Theology is ethics: Each of these truths becomes the 'indicative' of an 'indicative-imperative.'
Four ethical signs (q) assure believers of communion with God:
We obey his commandments (to love) (1 John 2:3).
We reflect God's and Christ's character (2:29, 3:2-3, cf. 3:4-10).
We love one another (3:14).
We are given his Spirit (3:23-24, 4:13).
Opponents' teachings and lives lack this integrity (3 John 9-11, 2 John 7, 1 John 1:8-10, 2:4-6, 2:9, 2:22-23, 4:1-3, 4:20).
The whole NT is shot through with this argument.
Christian faithfulness, truthfulness, and love are the literal moral of the gospel story.
Thus integrity ("no darkness at all," 1 John 1:5), not just information, is essential to Christian understanding.

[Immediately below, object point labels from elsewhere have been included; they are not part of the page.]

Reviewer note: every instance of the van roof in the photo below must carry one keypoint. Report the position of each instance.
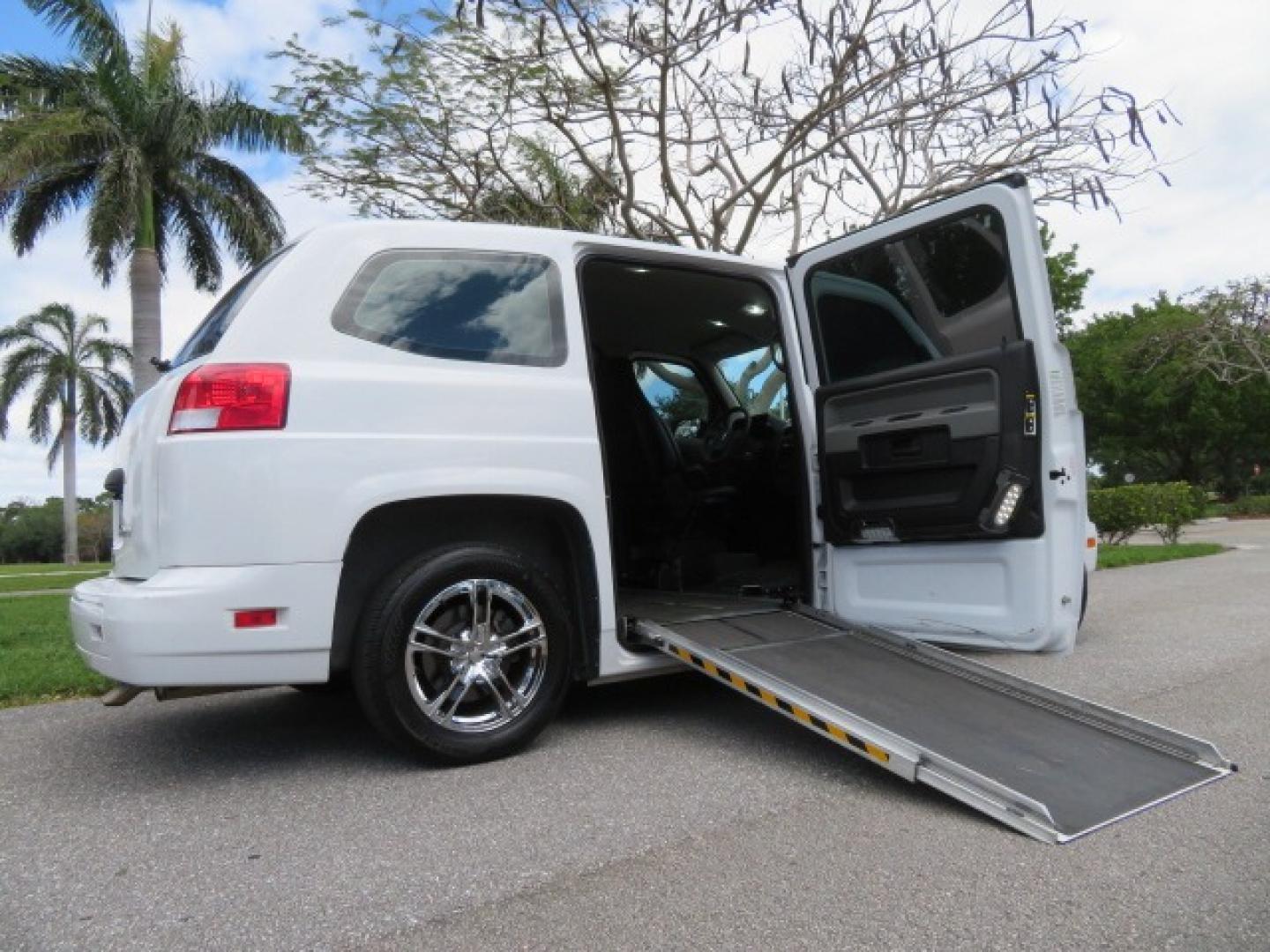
(392, 230)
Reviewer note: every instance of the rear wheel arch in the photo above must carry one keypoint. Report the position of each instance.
(546, 531)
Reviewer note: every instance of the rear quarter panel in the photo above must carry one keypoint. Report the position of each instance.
(370, 426)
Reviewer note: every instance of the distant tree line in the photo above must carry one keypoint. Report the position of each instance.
(32, 532)
(1179, 390)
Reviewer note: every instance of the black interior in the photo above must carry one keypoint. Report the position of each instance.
(704, 484)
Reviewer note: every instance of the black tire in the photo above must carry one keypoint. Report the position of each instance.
(392, 692)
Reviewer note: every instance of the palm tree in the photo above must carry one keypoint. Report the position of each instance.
(71, 367)
(126, 135)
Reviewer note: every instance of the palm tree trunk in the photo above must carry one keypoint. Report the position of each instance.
(146, 331)
(70, 498)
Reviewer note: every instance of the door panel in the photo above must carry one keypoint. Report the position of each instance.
(941, 394)
(920, 453)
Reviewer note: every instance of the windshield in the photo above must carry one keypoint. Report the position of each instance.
(758, 381)
(208, 334)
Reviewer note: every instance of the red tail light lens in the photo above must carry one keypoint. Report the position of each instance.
(233, 397)
(256, 619)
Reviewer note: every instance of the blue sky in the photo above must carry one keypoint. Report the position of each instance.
(1206, 60)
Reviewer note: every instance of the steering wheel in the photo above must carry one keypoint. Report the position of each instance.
(723, 435)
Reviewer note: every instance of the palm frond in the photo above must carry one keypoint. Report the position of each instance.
(46, 398)
(245, 216)
(197, 240)
(38, 84)
(93, 29)
(20, 369)
(46, 202)
(51, 346)
(112, 216)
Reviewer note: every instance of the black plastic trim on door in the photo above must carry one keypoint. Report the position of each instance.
(920, 453)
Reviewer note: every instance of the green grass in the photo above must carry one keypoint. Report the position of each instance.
(43, 568)
(38, 660)
(1120, 556)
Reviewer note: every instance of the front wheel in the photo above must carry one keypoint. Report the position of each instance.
(464, 654)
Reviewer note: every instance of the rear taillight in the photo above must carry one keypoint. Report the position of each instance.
(233, 397)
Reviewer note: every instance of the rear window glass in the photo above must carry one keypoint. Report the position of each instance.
(938, 291)
(459, 305)
(208, 334)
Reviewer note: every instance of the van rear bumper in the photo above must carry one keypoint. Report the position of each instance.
(176, 628)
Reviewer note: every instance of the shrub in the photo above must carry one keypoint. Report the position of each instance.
(1163, 507)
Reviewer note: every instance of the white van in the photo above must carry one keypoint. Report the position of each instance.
(464, 465)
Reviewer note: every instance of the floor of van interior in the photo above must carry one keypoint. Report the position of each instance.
(676, 607)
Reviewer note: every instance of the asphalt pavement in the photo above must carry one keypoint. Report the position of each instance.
(660, 814)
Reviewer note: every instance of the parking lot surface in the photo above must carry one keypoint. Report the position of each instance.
(661, 814)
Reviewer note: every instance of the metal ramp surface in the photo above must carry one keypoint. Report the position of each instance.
(1042, 762)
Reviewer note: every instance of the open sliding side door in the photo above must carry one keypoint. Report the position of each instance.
(947, 441)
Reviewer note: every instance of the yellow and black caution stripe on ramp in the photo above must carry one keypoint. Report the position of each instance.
(767, 697)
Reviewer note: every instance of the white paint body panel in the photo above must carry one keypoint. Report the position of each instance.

IV. End of our Introduction: Lines of Dependence, Influence, Affinity, and Culture
The NT is a fellowship's fellowship.
There are struggles galore: apostasy, persecution, confusion, complacency, vice, shallowness ...
but shared commitments to the Father's Son, to one another, and to God's mission through those struggles,
and Christ and his Holy Spirit with us through the end of the age (Matt 28:20).
The churches' canonical writings address the struggles out of those firm commitments, and that sets the churches' standard.
The canonical writings' church understood itself as apostolic, one, holy, and catholic.
Commitment to Christ is (for now) always a struggle; and (present) struggles in Christ embody commitment.
Both testaments are a light unto our path (Ps 119:105); keep getting to know them better!